Amrita is from the Sanskrit amṛta (अमृत — immortal, nectar of immortality). A modern American baby name in the broader Sanskrit-heritage aesthetic. Amrita in Sanskrit tradition — the foundational Sanskrit concept of the iconic foundational nectar of immortality; central to classical Hindu mythology; the iconic foundational Samudra Manthan (Churning of the Cosmic Ocean) — one of the foundational iconic Hindu cosmological narratives — describes the iconic foundational gods + demons churning the cosmic ocean to obtain the iconic foundational Amrita; appears throughout the iconic foundational Bhagavata Purana, the Mahabharata, the Ramayana, and the foundational Vedic literature (c. 1500-500 BCE); central to traditional Hindu Kumbh Mela tradition — the iconic four sites where the iconic foundational drops of Amrita fell (Prayagraj, Haridwar, Ujjain, Nashik). Amrita Pritam (Amrita Kaur, 1919-2005) — iconic Indian-Pakistani Punjabi novelist + poet; widely considered the foundational greatest 20th-century Punjabi-language poet; Jnanpith Award (1981) — India's foundational highest literary honor — first Punjabi-language recipient; Padma Shri (1969); Padma Vibhushan (2004) — India's 2nd-highest civilian honor; her foundational works include the iconic foundational poem **Ajj Aakhaan Waris Shah Nu (Today I Call Waris Shah) (1948) — widely considered the foundational greatest poem about the foundational Partition of India 1947 — addressing the iconic foundational 18th-century Punjabi Sufi poet Waris Shah; her foundational novel Pinjar (The Skeleton, 1950) — adapted into the iconic foundational 2003 Indian film Pinjar* starring Urmila Matondkar — widely considered one of the foundational works of modern Indian Partition literature. Amrita Sher-Gil (1913-1941) — iconic foundational Hungarian-Indian painter; widely considered one of the foundational pioneers of modern Indian painting. Princess Amrita — Hindu heritage naming.

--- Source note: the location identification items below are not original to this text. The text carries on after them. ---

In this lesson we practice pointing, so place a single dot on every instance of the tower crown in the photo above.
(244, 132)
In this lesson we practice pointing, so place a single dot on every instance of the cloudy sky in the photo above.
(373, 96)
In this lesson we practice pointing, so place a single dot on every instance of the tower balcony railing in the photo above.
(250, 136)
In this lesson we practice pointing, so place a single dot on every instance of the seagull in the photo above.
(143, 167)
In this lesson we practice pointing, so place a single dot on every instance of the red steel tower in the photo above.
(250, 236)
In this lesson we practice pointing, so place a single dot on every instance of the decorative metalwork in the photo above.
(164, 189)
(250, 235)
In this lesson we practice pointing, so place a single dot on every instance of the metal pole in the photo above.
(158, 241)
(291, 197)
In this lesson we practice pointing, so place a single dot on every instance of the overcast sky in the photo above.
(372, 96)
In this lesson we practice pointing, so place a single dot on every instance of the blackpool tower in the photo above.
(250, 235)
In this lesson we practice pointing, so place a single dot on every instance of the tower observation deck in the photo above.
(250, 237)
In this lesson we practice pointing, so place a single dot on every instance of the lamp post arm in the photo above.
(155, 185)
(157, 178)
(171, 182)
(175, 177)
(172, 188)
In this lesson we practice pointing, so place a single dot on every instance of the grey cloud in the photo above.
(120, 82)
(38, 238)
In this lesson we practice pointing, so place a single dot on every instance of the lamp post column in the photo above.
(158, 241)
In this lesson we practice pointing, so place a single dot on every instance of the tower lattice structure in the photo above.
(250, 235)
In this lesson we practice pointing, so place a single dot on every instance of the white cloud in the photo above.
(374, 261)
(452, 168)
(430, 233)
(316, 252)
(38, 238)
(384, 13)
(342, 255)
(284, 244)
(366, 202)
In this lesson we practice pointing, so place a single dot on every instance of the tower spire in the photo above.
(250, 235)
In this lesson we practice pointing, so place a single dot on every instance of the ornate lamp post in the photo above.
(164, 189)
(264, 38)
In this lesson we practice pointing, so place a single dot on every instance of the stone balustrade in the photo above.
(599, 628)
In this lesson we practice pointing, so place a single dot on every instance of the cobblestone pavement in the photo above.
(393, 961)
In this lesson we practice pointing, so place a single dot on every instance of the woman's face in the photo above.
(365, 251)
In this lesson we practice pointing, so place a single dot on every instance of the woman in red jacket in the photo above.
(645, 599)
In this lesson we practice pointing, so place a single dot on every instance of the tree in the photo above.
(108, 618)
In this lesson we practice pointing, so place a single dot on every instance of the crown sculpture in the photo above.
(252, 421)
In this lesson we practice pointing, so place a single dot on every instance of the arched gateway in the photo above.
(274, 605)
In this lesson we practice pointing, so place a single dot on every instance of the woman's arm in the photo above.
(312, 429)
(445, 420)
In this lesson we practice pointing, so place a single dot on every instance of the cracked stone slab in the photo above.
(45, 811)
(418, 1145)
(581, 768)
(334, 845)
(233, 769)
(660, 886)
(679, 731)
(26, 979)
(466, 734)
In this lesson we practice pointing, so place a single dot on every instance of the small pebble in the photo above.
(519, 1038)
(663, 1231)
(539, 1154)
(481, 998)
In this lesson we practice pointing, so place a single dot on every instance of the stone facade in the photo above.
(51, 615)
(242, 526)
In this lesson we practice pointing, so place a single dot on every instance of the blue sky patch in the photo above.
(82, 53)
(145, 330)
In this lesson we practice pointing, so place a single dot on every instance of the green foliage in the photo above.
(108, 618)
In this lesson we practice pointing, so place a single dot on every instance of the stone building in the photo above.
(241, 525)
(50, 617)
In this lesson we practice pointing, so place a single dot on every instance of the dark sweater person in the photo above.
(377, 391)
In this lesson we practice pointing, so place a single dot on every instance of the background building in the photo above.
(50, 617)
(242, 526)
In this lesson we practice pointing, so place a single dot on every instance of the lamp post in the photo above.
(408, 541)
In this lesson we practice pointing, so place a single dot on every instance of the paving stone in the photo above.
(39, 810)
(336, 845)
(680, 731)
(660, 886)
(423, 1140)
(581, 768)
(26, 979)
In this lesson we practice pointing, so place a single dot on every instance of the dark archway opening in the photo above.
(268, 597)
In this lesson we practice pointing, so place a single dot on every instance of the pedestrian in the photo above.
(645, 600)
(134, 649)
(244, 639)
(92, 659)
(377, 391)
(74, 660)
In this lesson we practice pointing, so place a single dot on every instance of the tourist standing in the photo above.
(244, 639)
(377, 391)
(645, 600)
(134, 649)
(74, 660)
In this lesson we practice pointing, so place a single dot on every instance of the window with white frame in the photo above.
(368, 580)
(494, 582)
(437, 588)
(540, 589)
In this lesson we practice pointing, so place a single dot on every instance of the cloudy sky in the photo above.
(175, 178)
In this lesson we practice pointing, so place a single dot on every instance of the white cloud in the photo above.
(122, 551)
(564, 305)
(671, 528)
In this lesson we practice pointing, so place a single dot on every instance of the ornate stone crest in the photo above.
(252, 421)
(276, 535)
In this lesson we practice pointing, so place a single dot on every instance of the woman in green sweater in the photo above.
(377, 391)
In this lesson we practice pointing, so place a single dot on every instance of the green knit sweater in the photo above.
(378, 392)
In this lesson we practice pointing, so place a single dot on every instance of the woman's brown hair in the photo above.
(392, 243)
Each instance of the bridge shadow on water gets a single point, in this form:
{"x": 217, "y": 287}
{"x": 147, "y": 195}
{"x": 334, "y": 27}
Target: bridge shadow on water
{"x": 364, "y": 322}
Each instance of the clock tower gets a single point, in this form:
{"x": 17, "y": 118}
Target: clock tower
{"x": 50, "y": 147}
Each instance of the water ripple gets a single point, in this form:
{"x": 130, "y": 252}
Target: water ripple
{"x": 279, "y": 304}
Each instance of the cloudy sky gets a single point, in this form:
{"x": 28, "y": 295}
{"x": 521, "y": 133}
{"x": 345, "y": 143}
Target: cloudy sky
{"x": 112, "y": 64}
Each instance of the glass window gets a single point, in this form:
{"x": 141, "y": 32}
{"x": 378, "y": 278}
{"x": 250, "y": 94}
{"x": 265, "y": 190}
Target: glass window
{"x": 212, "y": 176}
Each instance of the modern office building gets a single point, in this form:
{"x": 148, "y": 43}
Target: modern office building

Featured throughout Sanskrit heritage and Indian literature.
Amrita does not currently appear in the US Social Security Administration's top 1,000 girls' names, so we don't publish a US rank or birth count for it. That says nothing about the name's standing elsewhere in the world — only that it sits outside the ranked US data we rely on.
In Pythagorean numerology the letters of Amrita reduce to 8, The Visionary. This is a traditional interpretive system, not a factual claim about the name.